Topics: federal taxes on states, state-run businesses, natural resource sales, federalism and state immunity

Summary

Background

The dispute arose when the United States sought to collect a federal excise tax on mineral waters bottled and sold by New York from the Saratoga Springs reservation. New York argued the State was performing a traditional government function and thus immune from the tax. Lower courts ruled for the United States, and the case reached the Court after extensive briefing and many States appearing as friends of the Court.

Reasoning

The Justices examined older decisions about when States can be taxed for activities they carry on like private businesses. The majority rejected a broad rule that would keep States entirely free from federal taxes simply because they are governments.
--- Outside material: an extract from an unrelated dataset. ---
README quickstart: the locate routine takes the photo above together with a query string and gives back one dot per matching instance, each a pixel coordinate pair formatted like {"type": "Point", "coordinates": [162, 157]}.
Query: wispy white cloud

Instead, the Court said Congress may impose a generally applicable tax on a source of revenue that is open to both private sellers and State sellers, so long as the tax does not single out State functions or unduly interfere with core sovereign activities. Applying that test, the Court affirmed that the mineral-water tax was valid.

Real world impact

The decision means States that operate commercial enterprises — for example, selling natural resources or running utilities — can be covered by federal taxes that apply equally to private sellers. The ruling trims the old doctrine of absolute state immunity and leaves open limits where a tax would uniquely burden a State’s core governmental functions.

Dissents or concurrances

Several Justices wrote separately. Two concurring opinions agreed with the result but stressed limits on taxing true governmental functions. A dissent warned that subjecting State activities to general federal taxes risks undermining State sovereignty and urged that any such change be left to the Constitution or Congress.